TGRX-678 is under clinical development by Shenzhen Targetrx and currently in Phase I for Chronic Myelocytic Leukemia (CML, Chronic Myeloid Leukemia). According to GlobalData, Phase I drugs for Chronic Myelocytic Leukemia (CML, Chronic Myeloid Leukemia) have a 69% phase transition success rate (PTSR) indication benchmark for progressing into Phase II. GlobalData’s report assesses how TGRX-678’s drug-specific PTSR and Likelihood of Approval (LoA) scores compare to the indication benchmarks. Buy the report here.

GlobalData tracks drug-specific phase transition and likelihood of approval scores, in addition to indication benchmarks based off 18 years of historical drug development data.
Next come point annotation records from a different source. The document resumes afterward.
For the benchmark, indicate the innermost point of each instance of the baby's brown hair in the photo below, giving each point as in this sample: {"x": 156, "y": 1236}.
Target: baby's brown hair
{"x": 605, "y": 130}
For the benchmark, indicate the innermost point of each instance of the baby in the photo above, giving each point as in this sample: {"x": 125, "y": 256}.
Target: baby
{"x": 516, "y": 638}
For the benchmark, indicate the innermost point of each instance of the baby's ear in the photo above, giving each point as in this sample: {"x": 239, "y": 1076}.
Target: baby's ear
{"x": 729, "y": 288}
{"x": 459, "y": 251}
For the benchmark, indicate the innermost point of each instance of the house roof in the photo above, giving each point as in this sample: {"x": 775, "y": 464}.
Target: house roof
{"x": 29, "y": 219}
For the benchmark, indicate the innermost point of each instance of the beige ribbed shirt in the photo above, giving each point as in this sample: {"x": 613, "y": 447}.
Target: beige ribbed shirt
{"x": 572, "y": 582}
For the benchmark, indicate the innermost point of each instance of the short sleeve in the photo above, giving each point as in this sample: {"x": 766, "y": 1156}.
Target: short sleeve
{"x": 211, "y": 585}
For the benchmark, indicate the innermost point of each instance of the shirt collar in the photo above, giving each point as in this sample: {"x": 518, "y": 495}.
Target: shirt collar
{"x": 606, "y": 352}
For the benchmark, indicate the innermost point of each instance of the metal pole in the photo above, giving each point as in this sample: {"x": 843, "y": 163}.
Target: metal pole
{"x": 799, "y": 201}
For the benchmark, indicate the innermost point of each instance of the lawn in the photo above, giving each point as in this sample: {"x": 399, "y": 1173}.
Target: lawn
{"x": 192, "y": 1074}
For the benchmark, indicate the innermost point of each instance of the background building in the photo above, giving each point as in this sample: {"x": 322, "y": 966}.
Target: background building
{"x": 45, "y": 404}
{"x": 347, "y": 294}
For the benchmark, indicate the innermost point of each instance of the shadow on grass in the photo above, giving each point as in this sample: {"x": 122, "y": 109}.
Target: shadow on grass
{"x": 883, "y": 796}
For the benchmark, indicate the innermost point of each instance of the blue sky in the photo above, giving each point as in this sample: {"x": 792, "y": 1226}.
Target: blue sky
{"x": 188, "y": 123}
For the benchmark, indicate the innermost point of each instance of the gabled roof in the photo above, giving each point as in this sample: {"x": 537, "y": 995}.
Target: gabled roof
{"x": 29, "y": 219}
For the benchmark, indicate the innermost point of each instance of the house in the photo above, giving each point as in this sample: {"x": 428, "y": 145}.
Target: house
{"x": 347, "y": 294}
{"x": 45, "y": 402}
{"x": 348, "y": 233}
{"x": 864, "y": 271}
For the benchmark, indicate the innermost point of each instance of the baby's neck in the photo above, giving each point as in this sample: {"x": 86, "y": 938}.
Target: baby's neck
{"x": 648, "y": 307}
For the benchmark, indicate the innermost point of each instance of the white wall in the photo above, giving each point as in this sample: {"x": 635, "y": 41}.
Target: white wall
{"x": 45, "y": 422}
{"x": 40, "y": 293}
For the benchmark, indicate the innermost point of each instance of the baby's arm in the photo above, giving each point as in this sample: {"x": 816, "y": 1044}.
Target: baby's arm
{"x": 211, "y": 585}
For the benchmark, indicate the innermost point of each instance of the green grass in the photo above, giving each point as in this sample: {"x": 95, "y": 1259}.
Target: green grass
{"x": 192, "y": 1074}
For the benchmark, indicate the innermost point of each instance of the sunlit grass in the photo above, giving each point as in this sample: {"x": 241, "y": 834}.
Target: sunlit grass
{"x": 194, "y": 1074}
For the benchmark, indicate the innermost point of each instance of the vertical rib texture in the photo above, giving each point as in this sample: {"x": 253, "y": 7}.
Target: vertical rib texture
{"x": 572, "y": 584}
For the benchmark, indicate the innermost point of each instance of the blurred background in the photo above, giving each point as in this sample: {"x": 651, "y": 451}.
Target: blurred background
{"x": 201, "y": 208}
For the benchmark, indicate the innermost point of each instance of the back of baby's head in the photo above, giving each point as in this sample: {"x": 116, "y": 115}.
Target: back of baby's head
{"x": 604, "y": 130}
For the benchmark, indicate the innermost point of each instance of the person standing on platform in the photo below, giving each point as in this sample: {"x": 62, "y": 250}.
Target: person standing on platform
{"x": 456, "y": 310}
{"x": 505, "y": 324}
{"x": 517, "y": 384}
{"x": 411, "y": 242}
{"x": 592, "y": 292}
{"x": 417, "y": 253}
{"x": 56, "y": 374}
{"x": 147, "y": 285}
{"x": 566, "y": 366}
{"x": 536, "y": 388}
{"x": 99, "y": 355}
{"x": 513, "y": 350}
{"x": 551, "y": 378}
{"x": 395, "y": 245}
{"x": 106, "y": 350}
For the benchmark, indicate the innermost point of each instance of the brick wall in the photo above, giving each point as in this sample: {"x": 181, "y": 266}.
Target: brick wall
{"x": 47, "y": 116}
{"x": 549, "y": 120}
Attributes of the drug, company and its clinical trials play a fundamental role in drug-specific PTSR and likelihood of approval.

TGRX-678 overview

TGRX-678 is under development for the treatment of chronic myeloid leukemia. The drug candidate is administered by oral route. It is a 4th generation small molecule that acts by targeting Bcr-Abl tyrosine kinase.

Shenzhen Targetrx overview

Shenzhen Targetrx is pharmaceutical research and development company. Shenzhen Targetrx is headquartered in Shenzhen, Guangdong, the china.

For a complete picture of TGRX-678’s drug-specific PTSR and LoA scores, buy the report here.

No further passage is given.